Mustafa groaned and opened his eyes. He lay there for a moment, taking it in, assimilating what had happened to him, what was about to happen. He felt for and took Iain’s hand, looked him in the eyes. ‘My wife,’ he said softly. ‘My daughters.’
‘You’re going to be fine,’ Iain told him. ‘Help’s on its way.’
He shook his head. ‘My wife,’ he said again, more urgently. ‘My daughters.’
Iain blinked back tears. ‘I’ll see they’re all right. I give you my word on it.’
Mustafa nodded faintly, satisfied by this pledge. ‘Who did this?’ he asked. ‘Was this us?’
Iain grimaced. For eighteen months now, Turkey had been caught up in a spiral of violence that approached a state of war.

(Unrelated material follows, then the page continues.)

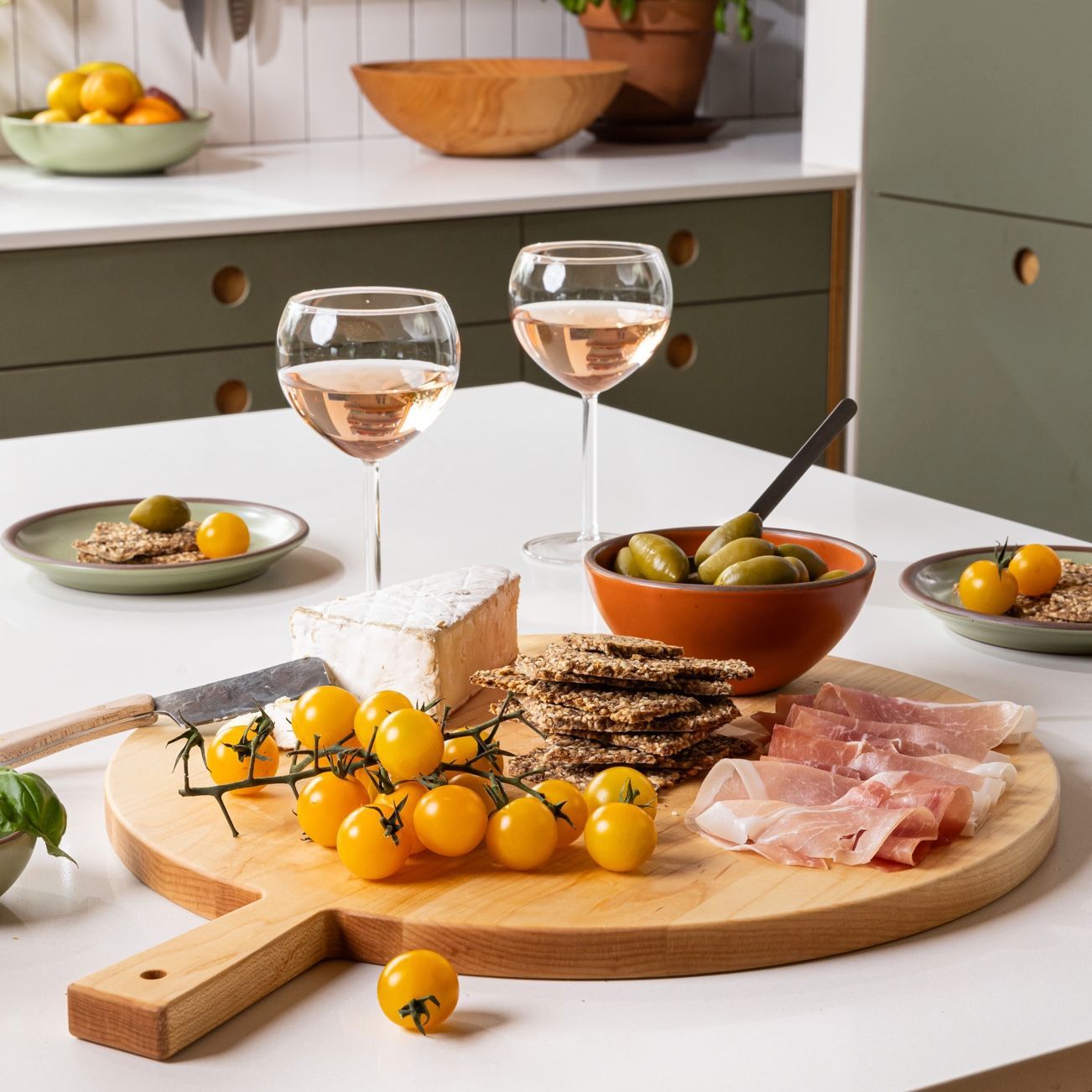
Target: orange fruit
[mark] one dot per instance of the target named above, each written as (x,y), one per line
(151,112)
(108,90)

Not just the overspill from Syria, a few miles south of here, but also from Kurdish separatists, Islamicists, Armenians and even Cypriots who’d taken advantage of the growing chaos to press their own particular causes. Yet that this should happen outside this hotel today of all days was too big a coincidence to ignore. ‘I don’t know,’ he said.
‘Find out,’ said Mustafa.
‘I promise.’
‘Find out and make them …’ He grimaced in pain or shock. He gave a little cry and clenched Iain’s hand tight. His left leg twitched briefly, as though trying to kick off a slipper. Then he stiffened and his body arched for a moment or two before something seemed to puncture inside him and he relaxed again and was still.